The first microscopic images of coronavirus SARS-Cov2 were presented on Wednesday by specialists from the Malbrán Institute who had already deciphered the genome of the virus and Conicet national research council scientists. "Our scientists are part of history, said Health Minister Ginés González García proudly. While the toll of the microscopic pathogen nears marks of three million infected and 200,000 dead worldwide, it has caused an unprecedented and seemingly endless quarantine in Argentina.

 

ELDERLY CARE?

The spotlight has fallen on nursing homes for the elderly after a proliferation of coronavirus cases (including 19 in one Belgrano home) which led to them being described as “time-bombs” with City Hall mobilising 80 inspectors as from Thursday in order to check out the 478 homes within its jurisdiction containing around 25,000 senior citizens while also ordering tests for all their employees.

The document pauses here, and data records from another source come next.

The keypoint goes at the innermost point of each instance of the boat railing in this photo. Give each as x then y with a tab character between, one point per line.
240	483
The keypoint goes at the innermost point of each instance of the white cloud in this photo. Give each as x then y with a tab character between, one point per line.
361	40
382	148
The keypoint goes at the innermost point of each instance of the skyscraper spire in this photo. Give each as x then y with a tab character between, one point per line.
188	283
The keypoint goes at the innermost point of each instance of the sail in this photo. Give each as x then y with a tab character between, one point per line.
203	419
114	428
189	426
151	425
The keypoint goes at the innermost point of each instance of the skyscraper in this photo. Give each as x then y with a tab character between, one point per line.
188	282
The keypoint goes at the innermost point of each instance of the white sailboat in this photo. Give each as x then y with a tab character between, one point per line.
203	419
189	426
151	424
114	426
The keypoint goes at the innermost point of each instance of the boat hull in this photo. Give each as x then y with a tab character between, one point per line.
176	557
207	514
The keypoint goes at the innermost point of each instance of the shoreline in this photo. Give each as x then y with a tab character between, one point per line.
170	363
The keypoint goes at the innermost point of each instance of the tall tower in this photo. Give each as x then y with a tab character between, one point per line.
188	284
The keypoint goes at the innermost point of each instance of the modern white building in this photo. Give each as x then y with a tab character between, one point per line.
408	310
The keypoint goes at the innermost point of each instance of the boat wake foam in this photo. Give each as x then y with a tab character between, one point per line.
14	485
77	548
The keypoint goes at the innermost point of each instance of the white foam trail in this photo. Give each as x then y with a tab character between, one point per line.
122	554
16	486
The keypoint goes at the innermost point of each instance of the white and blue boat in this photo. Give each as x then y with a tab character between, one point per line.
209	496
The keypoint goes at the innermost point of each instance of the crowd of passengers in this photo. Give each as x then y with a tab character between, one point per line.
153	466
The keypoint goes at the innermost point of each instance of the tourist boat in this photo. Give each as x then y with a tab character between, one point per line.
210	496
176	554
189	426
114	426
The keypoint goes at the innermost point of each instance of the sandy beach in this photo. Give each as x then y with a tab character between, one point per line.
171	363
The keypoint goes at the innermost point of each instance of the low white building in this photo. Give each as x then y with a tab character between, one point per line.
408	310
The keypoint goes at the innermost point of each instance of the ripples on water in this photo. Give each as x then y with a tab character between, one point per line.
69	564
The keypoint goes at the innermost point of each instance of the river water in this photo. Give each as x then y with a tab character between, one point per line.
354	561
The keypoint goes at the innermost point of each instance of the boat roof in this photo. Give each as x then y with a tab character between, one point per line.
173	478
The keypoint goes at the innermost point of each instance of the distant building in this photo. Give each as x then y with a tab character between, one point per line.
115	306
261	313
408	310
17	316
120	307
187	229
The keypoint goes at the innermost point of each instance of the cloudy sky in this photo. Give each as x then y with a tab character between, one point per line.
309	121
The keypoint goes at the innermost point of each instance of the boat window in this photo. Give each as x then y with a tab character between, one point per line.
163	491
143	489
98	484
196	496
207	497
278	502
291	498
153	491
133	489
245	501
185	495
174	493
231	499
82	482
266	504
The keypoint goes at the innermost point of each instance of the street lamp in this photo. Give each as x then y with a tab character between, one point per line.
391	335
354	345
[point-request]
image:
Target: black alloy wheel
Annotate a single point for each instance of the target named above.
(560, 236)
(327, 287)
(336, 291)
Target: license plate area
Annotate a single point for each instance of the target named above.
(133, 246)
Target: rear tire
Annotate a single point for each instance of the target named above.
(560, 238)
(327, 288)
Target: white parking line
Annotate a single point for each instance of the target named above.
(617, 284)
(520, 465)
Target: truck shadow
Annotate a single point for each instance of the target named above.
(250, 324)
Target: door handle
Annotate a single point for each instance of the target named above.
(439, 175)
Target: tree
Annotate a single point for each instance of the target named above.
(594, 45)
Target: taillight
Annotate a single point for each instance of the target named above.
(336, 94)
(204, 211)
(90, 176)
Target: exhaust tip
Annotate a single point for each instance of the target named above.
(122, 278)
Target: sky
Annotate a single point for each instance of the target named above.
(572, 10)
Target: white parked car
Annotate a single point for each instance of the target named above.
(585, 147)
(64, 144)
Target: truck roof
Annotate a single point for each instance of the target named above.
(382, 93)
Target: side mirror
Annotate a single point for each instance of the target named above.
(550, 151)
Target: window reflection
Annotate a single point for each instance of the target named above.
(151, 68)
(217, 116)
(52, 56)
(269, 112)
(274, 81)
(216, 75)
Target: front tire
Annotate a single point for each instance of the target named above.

In Córdoba a home was closed down altogether when two of its inmates died within two days. Earlier in the week those aged over 70 had also been a centre of media attention after their outcry gradually diluted an April 17 announcement by City Mayor Horacio Rodríguez Larreta that those in that age-group would not be allowed to leave their homes without municipal permission, subsequently downscaled to being neither compulsory nor enforceable by any punishment in the face of protests that the measure was “discriminatory.” On Monday Administrative Litigation Court judge Lisandro Fastman ruled the move “unconstitutional” and the next day City Hall said it would not appeal.  

 

LES LUTHIERS LOSES MUNDSTOCK

Cultured comic Marcos Mundstock (1942-2020), a member of the unique Les Luthiers whose creativity was a prime factor in that ensemble adding a musical and sophisticated note to Argentine humour, succumbed to cancer last Wednesday.